Helfer DR, Helber AR, Ferko AR, Klein DD, Elchediak D, Deaner TS, Slagle D, White WB, Buckler DG, Mitchell OJL, Fiorilli PN, Isenberg D, Nomura J, Murphy KA, Sigal A, Saif H, Reihart MJ, Vernon TM, Abella BS. Clinical factors associated with significant coronary lesions following out-of-hospital cardiac arrest.
Acad Emerg Med 2022;
29:456-464. [PMID:
34767692 DOI:
10.1111/acem.14416]
[Citation(s) in RCA: 4] [Impact Index Per Article: 2.0] [Reference Citation Analysis] [Abstract] [Key Words] [Track Full Text] [Journal Information] [Subscribe] [Scholar Register] [Received: 07/14/2021] [Revised: 10/31/2021] [Accepted: 11/09/2021] [Indexed: 11/30/2022]
Abstract
OBJECTIVES
Out-of-hospital cardiac arrest (OHCA) afflicts >350,000 people annually in the United States. While postarrest coronary angiography (CAG) with percutaneous coronary intervention (PCI) has been associated with improved survival in observational cohorts, substantial uncertainty exists regarding patient selection for postarrest CAG. We tested the hypothesis that symptoms consistent with acute coronary syndrome (ACS), including chest discomfort, prior to OHCAs are associated with significant coronary lesions identified on postarrest CAG.
METHODS
We conducted a multicenter retrospective cohort study among eight regional hospitals. Adult patients who experienced atraumatic OHCA with successful initial resuscitation and subsequent CAG between January 2015 and December 2019 were included. We collected data on prehospital documentation of potential ACS symptoms prior to OHCA as well as clinical factors readily available during postarrest care.
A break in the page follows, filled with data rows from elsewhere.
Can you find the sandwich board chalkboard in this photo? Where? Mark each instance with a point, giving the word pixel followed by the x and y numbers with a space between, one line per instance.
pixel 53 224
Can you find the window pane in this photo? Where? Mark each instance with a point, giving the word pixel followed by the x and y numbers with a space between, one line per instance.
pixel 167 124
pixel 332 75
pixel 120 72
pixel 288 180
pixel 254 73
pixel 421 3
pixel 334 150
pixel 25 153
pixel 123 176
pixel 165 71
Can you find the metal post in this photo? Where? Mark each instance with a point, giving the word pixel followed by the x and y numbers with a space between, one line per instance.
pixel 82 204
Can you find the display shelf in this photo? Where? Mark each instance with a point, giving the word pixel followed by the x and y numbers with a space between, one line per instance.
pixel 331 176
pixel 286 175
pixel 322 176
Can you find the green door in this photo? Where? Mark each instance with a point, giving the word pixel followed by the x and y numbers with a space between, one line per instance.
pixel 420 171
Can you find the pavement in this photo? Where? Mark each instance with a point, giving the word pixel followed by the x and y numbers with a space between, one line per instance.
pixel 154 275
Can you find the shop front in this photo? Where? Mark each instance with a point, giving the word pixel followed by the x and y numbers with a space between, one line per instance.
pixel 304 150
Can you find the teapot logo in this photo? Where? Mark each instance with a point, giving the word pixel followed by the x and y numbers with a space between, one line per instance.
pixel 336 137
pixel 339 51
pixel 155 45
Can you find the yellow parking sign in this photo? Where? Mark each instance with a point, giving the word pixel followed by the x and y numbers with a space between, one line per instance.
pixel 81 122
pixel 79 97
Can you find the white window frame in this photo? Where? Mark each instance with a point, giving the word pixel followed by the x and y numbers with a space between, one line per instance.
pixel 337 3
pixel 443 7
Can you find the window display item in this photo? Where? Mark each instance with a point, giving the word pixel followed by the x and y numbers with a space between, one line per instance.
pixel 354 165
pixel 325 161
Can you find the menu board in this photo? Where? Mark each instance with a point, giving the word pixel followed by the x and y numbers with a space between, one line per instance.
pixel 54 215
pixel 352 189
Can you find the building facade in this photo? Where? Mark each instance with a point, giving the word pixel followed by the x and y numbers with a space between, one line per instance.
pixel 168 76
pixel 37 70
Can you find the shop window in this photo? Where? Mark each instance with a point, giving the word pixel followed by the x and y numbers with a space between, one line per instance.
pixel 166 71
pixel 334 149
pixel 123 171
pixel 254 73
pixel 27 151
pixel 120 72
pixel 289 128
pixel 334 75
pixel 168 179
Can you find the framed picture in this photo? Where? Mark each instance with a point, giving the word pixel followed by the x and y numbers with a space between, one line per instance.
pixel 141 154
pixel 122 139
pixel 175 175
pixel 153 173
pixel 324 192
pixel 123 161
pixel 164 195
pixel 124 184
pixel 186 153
The primary outcome in multivariable regression modeling was the presence of significant coronary lesions (defined as >50% stenosis of left main or >75% stenosis of other coronary arteries).
RESULTS
Four-hundred patients were included. Median (interquartile range) age was 59 (51-69) years; 31% were female. At least one significant stenosis was found in 62%, of whom 71% received PCI. Clinical factors independently associated with a significant lesion included a history of myocardial infarction (adjusted odds ratio [aOR] = 6.5, [95% confidence interval {CI} = 1.3 to 32.4], p = 0.02), prearrest chest discomfort (aOR = 4.8 [95% CI = 2.1 to 11.8], p ≤ 0.001), ST-segment elevations (aOR = 3.2 [95% CI = 1.7 to 6.3], p < 0.001), and an initial shockable rhythm (aOR = 1.9 [95% CI = 1.0 to 3.4], p = 0.05).
CONCLUSIONS
Among survivors of OHCA receiving CAG, history of prearrest chest discomfort was significantly and independently associated with significant coronary artery lesions on postarrest CAG. This suggests that we may be able to use prearrest symptoms to better risk stratify patients following OHCA to decide who will benefit from invasive angiography.